Most recent visit in 2023
So, I went back. I fully expected to love Tomy & Co. as much as I did five years ago, and to include it in our list of 50 favorites. It was disappointing. The dining room vibe felt formal and stuffy – perhaps a consequence of them gaining a Michelin star. In previous visits, all of the shapes and squiggles added visual and textural interest to dishes that were already delicious. This time, a lot of the dishes felt imbalanced and the extra flourishes were confusing. Take for example, this dish of veal tartare pictured above. The base was quite bland, lacking any punch from the promised gribiche. The potato puffs (with trout roe) on top were too big to incorporate with the veal, so they acted like a briny chaser to an otherwise boring bite. On previous visits, I admired the kitchen’s creativity. This time, the moves felt silly, and we wondered if the visual artists were actually tasting the food.
TOMY & CO.
OUR PHOTOS OF TOMY & CO.
Most recent visit
IN OTHER WORDS
Atabula (2017) Franck Pinay-Rabaroust says that Tomy Gousset has remained faithful to the formula that brought so much success at Pirouette: precise seasoning, a sense of generosity and products that can sometimes surprise. They draw attention to his thin tartlet of beef tongue with marinated turnips, mustard and gribiche (which we agree is delicious) as an example of his dexterity in making elegant use of offal.
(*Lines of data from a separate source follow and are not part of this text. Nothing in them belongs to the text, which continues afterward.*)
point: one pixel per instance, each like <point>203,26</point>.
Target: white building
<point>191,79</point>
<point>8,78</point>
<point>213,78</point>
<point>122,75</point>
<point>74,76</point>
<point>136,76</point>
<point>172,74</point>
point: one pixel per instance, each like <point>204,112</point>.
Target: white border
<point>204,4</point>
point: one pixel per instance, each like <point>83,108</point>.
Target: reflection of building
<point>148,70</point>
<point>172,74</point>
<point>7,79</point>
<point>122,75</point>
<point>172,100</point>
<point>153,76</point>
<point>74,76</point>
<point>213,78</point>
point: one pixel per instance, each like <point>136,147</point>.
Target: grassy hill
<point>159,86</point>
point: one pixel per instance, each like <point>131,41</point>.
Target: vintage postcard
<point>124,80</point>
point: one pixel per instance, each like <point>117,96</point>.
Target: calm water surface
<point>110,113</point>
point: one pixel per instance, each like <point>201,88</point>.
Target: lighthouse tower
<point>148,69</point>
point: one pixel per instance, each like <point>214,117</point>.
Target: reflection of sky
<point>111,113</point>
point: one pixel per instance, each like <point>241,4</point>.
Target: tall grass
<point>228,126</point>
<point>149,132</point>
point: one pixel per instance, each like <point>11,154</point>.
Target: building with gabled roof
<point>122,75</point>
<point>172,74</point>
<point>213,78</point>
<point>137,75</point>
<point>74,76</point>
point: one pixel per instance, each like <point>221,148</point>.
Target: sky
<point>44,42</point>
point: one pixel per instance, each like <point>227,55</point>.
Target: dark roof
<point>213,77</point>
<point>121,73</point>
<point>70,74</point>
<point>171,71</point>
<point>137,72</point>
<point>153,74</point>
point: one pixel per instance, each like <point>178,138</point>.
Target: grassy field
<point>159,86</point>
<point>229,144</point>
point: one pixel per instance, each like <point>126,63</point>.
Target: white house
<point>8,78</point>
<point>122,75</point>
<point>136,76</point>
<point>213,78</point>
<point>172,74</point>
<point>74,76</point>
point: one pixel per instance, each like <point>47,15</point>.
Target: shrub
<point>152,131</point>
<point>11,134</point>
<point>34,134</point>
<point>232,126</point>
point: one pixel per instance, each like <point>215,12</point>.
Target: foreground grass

Les Grands Ducs (2016) Thierry Richard calls this a modern bistro that celebrates ingredients, and says that chef Tomy Gousset is a master of flavor and saucing, putting out dishes that remain in our memories long after we leave the table. In particular, he praises a dish of impeccably worked deer shoulder with autumn truffles and a jus of cacao.
John Talbott (2016) also loves the “rondelle of chopped beef tongue topped with an umbrella of overlapping pickled radish slices” and a dish of duck “made Apicius fashion with grapes and beets” that he calls “more than outstanding, it was out of this world.”